—–Original Message—–
From: ALTA ANSIEDADE
Sent: sexta-feira, 31 de outubro de 2003 18:02
Subject: sofro de ansiedade
Pastor Caio:
Estou muito feliz por terem me indicado seu site… Na verdade estou viciada nele! Aqui tenho encontrado em seus pensamentos e respostas uma cumplicidade aos meus pensamentos… Agradeço a Deus por te dar essa sabedoria que tens. E principalmente por expressá-la tão claramente e tão cheia de amor.
Sendo assim, me senti livre para expor um tópico da minha vida, que é uma ansiedade inexplicável que sinto, e sempre senti desde que me conheço por gente.
Minha infância foi ótima, e sempre fui uma criança alegre, cheia de vida, e parece que a ansiedade que eu sentia nessa época era transformada em uma forma boa, me dando energia; pois sempre fui uma criança líder…

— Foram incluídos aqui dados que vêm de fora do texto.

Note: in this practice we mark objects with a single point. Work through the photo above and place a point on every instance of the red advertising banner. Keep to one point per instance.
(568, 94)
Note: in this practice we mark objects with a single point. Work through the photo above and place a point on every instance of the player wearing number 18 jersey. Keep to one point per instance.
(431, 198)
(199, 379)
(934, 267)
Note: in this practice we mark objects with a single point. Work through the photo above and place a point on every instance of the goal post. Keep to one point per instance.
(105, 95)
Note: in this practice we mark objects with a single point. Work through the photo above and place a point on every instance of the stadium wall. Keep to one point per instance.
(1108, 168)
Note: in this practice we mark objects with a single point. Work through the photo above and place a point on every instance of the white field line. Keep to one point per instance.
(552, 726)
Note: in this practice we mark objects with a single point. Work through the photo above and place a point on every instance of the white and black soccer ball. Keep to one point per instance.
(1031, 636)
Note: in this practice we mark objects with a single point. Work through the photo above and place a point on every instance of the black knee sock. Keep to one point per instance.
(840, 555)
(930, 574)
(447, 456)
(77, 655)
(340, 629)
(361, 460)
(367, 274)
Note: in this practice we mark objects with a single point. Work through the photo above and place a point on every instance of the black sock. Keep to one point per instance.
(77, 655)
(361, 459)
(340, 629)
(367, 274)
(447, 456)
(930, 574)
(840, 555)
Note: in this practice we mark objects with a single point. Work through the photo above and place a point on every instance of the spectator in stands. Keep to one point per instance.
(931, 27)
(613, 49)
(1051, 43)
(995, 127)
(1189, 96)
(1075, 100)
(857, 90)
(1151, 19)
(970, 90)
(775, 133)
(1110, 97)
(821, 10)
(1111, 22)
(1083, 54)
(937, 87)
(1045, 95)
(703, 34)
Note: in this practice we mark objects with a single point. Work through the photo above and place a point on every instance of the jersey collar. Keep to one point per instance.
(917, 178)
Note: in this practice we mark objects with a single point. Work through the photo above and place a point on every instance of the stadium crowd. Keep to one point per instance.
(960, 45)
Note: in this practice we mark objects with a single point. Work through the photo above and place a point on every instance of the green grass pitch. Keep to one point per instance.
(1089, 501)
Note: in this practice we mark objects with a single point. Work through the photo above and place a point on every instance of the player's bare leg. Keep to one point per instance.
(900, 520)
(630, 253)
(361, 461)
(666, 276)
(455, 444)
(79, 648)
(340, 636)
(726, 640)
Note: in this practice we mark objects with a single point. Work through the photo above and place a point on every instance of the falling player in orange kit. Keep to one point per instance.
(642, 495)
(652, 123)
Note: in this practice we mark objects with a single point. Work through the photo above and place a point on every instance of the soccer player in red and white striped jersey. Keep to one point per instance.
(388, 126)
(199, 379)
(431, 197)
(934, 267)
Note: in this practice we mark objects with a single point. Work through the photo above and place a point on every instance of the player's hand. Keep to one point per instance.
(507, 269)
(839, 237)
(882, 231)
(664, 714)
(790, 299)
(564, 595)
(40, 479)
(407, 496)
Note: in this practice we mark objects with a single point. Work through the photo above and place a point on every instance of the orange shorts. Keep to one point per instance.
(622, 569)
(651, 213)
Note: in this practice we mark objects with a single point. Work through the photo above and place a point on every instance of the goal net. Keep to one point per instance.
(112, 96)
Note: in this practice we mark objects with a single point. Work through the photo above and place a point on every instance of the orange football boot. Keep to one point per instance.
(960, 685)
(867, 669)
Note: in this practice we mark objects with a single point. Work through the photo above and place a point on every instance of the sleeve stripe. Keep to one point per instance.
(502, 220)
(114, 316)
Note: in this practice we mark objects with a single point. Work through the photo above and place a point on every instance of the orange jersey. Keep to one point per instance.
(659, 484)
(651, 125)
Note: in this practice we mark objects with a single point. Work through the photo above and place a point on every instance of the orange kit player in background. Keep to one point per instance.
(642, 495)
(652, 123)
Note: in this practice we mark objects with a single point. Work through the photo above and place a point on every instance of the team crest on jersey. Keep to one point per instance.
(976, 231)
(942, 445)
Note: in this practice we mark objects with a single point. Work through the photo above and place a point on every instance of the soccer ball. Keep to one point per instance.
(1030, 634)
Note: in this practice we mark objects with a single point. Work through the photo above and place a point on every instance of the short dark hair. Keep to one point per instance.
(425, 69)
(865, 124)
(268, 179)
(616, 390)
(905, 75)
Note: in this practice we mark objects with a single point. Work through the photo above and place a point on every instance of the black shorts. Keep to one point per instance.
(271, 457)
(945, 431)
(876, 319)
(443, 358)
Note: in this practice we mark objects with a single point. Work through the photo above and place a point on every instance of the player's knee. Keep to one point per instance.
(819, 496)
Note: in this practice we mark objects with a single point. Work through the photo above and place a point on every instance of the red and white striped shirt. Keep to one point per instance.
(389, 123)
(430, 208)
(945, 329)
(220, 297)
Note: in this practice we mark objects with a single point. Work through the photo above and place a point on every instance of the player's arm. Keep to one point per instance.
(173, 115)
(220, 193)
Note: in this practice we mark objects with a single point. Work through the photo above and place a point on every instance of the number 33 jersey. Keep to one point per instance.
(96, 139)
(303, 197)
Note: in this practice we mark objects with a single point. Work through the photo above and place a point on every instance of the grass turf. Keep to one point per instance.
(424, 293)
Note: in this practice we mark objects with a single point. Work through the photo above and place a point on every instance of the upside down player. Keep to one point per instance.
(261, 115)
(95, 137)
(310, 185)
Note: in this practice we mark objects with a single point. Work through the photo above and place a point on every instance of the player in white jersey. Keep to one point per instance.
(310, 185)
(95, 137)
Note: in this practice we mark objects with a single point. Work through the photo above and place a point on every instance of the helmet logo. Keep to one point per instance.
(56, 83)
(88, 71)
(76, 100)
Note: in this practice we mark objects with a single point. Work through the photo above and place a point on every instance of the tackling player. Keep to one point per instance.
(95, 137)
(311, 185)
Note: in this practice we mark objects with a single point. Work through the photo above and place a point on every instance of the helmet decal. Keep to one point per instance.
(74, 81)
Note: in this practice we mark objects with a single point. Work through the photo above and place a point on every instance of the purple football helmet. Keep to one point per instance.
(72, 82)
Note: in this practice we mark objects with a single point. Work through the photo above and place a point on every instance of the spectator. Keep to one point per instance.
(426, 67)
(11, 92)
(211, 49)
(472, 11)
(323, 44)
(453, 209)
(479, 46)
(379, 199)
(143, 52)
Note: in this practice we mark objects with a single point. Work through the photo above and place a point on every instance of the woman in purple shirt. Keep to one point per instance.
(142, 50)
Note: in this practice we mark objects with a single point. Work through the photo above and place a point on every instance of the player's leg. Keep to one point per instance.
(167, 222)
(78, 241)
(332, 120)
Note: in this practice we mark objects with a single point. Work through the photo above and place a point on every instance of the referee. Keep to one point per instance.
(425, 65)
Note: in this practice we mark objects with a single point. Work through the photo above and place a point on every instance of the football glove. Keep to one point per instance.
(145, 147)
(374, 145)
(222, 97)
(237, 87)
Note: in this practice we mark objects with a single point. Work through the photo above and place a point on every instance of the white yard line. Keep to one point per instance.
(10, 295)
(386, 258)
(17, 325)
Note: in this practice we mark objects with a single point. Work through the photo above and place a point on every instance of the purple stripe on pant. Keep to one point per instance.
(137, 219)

Na adolescência eu percebia que eu sentia uma sensação estranha, mas não era nada que me preocupasse como uma “doença”. Por volta dos 17/18 anos comecei a ter umas experiências de pânico repentino, achava que eu tinha que ir pra o hospital, pois teria um ataque cardíaco… Muitos médicos diziam que eu estava com a saúde perfeita e que talvez eu fosse muito mimada, desocupada, ou quem sabe meio doida querendo chamar atenção da família… Eu me sentia muito só, pois eu estava sofrendo muito…
Me casei aos 20 anos, e o começo do meu casamento foi péssimo, pois eu estava sempre com aquele sentimento de ansiedade sem causa, e de repente o pânico que me fazia implorar ao meu marido para me levar ao hospital. Ele já estava cansado disso e não entendia o porque eu ficava naquele estado.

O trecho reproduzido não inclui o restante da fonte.